We can think of the more general case of n coins A of radius $a$ and a coin B of radius $b$.
Firstly, we note that the chain encloses a regular polygon of n sides, since they must be tangentially touching. Therefore, the angle between a coin and its neighbours is given by the formula for the internal angles of a regular polygon, i.e.
$$ \theta = \frac{360º}{n}$$
This angle determines the length $L_\theta$ that a single point would be able to cover on each A coin:
$$L_\theta = \frac{\theta}{360º} 2\pi a$$
However, what we must find is the "walkable" length $L_W$ that coin B is able to cover on each A coin. Then, the total length covered could be found as $L_T=nL_W$ and the number of rotations of B could be obtained as $R=\frac{L_T}{2\pi b}$
The length $L_W$ can be calculated by considering the situation in which coin B is tangentially touching two A coins, since that is what restricts its motion. In that case, a triangle is formed between their centers such that each angle between the center of B and the center of the other A coin is given by
$$ \beta = cos^{-1}(\frac{a}{a+b})$$
From this, we just subtract twice the associated length $L_\beta=\frac{\beta}{360º}2\pi a$ from $L_\theta$ to find $L_W$, since the restriction applies to each covered A coin twice.
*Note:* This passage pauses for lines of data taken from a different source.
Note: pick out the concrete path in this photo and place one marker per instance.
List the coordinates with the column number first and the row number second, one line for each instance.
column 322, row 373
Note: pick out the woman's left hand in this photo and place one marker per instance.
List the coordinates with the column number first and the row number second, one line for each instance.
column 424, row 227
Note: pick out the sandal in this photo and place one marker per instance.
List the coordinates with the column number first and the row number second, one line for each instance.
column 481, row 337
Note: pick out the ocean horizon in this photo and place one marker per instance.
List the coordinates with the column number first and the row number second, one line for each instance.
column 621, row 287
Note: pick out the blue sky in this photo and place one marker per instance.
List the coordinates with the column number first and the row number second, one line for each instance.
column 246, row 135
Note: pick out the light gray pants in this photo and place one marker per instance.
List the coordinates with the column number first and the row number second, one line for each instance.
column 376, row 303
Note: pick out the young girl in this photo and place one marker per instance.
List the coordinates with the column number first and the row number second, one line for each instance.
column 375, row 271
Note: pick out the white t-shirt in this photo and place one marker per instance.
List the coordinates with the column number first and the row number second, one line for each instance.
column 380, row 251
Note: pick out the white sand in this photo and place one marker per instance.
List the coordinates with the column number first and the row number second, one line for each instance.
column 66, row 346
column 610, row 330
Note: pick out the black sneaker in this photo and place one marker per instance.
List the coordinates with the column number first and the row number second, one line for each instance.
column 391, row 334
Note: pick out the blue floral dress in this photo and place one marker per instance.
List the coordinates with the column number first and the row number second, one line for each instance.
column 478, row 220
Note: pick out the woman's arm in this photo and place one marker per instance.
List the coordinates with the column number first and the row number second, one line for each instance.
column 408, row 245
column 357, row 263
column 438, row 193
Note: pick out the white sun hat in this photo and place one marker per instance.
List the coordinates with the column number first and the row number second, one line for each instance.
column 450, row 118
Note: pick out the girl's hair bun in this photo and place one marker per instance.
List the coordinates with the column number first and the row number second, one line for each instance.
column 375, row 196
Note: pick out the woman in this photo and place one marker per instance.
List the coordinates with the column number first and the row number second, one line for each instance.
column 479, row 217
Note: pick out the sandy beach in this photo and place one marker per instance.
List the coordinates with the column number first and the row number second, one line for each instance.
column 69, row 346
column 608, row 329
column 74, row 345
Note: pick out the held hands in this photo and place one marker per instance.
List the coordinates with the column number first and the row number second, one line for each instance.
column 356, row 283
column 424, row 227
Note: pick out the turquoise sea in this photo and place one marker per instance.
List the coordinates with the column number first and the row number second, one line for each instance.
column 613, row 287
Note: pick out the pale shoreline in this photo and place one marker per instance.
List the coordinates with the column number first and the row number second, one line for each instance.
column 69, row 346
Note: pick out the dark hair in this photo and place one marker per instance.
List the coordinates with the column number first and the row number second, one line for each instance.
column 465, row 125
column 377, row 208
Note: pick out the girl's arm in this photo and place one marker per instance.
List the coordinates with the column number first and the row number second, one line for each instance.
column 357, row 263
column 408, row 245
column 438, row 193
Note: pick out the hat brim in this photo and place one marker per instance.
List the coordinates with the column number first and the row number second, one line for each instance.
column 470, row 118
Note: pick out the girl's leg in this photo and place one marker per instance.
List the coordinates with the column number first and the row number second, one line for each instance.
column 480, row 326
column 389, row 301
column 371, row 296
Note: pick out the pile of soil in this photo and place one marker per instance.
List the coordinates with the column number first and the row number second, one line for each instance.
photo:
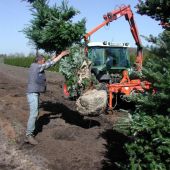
column 66, row 139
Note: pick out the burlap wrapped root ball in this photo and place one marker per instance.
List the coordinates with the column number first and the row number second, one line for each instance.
column 93, row 102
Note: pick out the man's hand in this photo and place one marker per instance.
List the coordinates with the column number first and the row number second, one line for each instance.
column 62, row 54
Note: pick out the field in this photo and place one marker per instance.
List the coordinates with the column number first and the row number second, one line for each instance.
column 67, row 141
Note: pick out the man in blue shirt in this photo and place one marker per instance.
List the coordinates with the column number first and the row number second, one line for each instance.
column 37, row 85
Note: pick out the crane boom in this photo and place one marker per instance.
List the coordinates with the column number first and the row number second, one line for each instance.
column 114, row 15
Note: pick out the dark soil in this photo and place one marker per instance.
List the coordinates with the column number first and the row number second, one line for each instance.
column 67, row 141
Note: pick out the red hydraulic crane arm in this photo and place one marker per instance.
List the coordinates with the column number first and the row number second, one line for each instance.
column 115, row 14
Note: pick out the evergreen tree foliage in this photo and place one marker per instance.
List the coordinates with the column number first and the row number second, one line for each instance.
column 149, row 132
column 52, row 28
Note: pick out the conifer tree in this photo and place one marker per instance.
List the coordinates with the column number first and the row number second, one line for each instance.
column 52, row 28
column 150, row 147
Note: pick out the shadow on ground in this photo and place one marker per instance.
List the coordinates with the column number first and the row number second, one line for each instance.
column 59, row 110
column 115, row 154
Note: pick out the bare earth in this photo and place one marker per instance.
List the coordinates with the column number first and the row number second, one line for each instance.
column 67, row 141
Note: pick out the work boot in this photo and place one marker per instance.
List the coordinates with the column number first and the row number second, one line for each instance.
column 30, row 139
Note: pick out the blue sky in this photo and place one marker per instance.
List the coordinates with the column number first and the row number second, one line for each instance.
column 15, row 15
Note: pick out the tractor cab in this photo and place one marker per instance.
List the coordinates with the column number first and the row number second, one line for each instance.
column 108, row 60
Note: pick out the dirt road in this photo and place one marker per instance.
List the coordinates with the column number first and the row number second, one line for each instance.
column 67, row 141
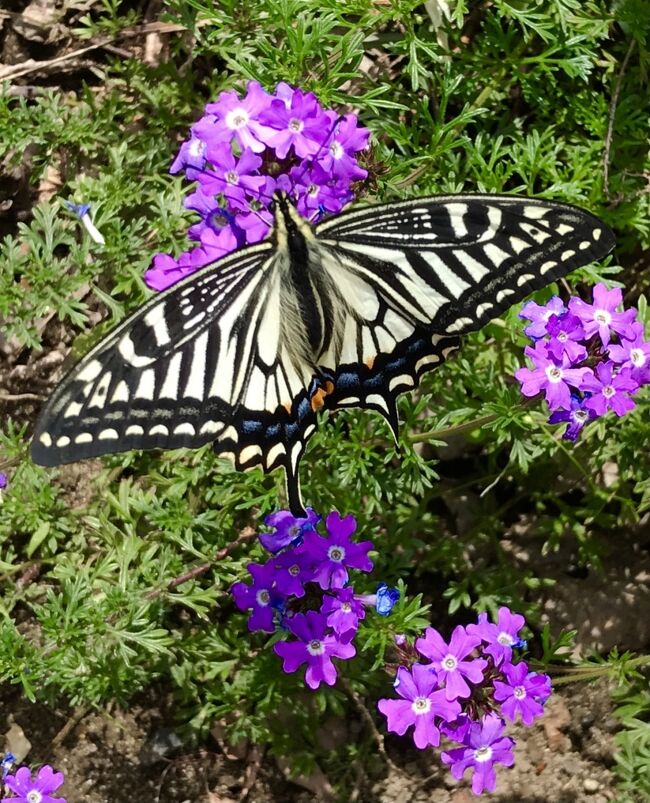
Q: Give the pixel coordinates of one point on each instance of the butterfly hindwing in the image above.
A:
(438, 268)
(245, 352)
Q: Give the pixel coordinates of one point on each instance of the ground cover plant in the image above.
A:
(140, 576)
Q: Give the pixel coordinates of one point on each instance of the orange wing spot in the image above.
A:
(318, 397)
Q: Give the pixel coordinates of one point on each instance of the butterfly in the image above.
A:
(347, 313)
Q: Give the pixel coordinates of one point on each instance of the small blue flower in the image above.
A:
(387, 598)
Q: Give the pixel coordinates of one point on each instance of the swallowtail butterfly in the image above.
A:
(349, 313)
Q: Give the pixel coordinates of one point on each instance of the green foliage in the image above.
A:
(504, 97)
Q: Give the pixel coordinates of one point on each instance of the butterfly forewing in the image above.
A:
(227, 355)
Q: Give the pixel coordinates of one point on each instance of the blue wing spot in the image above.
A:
(348, 380)
(252, 426)
(304, 408)
(291, 429)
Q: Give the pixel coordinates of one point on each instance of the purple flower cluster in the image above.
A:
(244, 149)
(37, 789)
(588, 358)
(465, 692)
(303, 590)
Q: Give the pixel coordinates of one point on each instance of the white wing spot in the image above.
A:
(495, 254)
(169, 388)
(73, 409)
(377, 400)
(534, 212)
(537, 234)
(401, 380)
(428, 360)
(211, 427)
(456, 213)
(460, 324)
(274, 453)
(127, 350)
(145, 387)
(184, 429)
(90, 372)
(475, 269)
(121, 392)
(156, 321)
(229, 434)
(195, 383)
(518, 245)
(249, 453)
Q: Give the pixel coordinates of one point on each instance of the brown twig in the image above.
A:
(612, 113)
(247, 534)
(19, 70)
(78, 714)
(21, 397)
(369, 721)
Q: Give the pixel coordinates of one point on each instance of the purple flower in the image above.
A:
(191, 154)
(608, 391)
(332, 556)
(421, 702)
(500, 637)
(344, 142)
(448, 659)
(166, 271)
(550, 375)
(633, 353)
(298, 124)
(565, 331)
(385, 599)
(601, 316)
(231, 117)
(261, 597)
(315, 647)
(291, 573)
(232, 177)
(34, 790)
(344, 612)
(484, 747)
(522, 693)
(576, 417)
(229, 153)
(290, 529)
(539, 315)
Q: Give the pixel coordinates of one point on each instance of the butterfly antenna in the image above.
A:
(323, 146)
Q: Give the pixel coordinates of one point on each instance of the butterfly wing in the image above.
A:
(413, 276)
(205, 361)
(223, 356)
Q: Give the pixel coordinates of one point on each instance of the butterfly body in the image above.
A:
(349, 313)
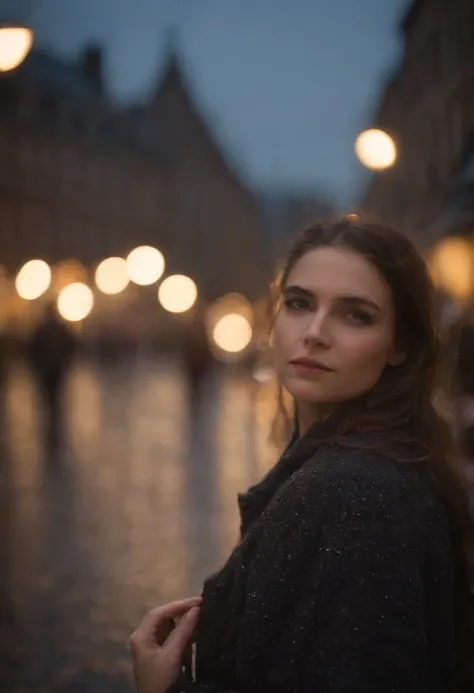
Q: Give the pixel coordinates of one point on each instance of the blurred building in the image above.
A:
(287, 212)
(428, 107)
(83, 178)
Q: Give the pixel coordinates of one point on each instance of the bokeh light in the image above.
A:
(452, 268)
(33, 280)
(177, 293)
(111, 276)
(232, 333)
(75, 302)
(15, 44)
(375, 149)
(145, 265)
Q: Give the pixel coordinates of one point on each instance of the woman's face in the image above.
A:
(335, 330)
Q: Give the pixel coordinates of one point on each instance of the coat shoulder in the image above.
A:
(338, 480)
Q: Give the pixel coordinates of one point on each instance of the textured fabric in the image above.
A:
(343, 581)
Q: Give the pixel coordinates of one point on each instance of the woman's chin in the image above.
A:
(306, 391)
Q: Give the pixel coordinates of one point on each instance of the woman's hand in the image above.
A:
(158, 645)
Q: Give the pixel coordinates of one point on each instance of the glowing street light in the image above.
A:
(15, 44)
(33, 280)
(145, 265)
(177, 293)
(375, 149)
(232, 333)
(452, 267)
(75, 302)
(111, 276)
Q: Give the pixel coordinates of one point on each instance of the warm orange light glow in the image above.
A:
(232, 333)
(177, 293)
(33, 280)
(111, 276)
(145, 265)
(452, 267)
(75, 302)
(15, 44)
(375, 149)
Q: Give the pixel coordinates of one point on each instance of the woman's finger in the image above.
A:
(153, 620)
(182, 635)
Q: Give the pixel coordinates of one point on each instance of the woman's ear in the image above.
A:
(396, 357)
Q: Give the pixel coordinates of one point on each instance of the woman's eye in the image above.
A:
(296, 303)
(360, 317)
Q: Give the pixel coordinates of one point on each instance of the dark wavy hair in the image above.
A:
(409, 400)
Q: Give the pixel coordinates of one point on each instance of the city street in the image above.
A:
(139, 509)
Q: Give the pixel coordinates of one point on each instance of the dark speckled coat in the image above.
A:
(344, 581)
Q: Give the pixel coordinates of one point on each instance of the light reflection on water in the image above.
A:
(137, 512)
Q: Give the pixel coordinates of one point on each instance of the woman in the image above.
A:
(352, 574)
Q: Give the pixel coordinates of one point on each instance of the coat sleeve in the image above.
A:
(335, 594)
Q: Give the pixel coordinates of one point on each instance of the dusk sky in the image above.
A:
(286, 84)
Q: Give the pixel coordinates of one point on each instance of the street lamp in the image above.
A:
(375, 149)
(16, 41)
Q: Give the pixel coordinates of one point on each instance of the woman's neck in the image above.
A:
(308, 413)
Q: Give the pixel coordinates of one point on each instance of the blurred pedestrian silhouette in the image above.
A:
(50, 352)
(198, 359)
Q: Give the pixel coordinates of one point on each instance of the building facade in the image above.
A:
(427, 106)
(84, 179)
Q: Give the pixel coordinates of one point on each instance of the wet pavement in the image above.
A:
(137, 511)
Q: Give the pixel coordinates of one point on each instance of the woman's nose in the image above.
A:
(317, 331)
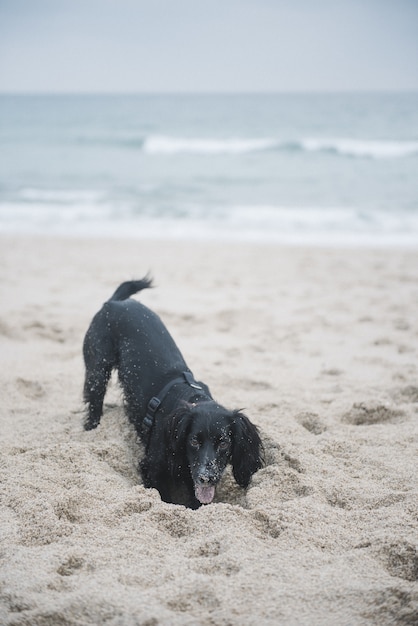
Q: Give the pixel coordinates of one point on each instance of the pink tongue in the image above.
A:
(205, 495)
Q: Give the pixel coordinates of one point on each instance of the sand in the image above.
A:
(320, 348)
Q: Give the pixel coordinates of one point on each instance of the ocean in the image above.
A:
(327, 169)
$$ L_W=L_{\theta}-2L_{\beta}$$
Therefore,
$$ L_T = nL_W = n(L_{\theta}-2L_{\beta}) = n\left(\frac{\theta-2\beta}{360º}2\pi a\right)=\\
=2\pi an\left(\frac{\frac{360º}{n}-2cos^{-1}(\frac{a}{a+b})}{360º}\right)=\\
=2\pi a - \frac{4\pi a n \ cos^{-1}(\frac{a}{a+b})}{360º} $$
and
$$R(a,b,n)=\frac{2\pi a - \frac{4\pi a n \ cos^{-1}(\frac{a}{a+b})}{360º}}{2\pi b} = \frac{a}{b} \left( 1-n\frac{cos^{-1}(\frac{a}{a+b})}{180º} \right) $$
We can then just plug your numbers into the equation to find
$$R(2,1,10) = \frac{2}{1} \left( 10 \frac{cos^{-1}(\frac{2}{3})}{180º} \right) = 2\times 10 \times \frac{48.19º}{180º} = 20\times 0.267 = 5.35$$
So it rotates approximately 5.35 times in your case.
It should be noted that this assumes $n\geq 3$.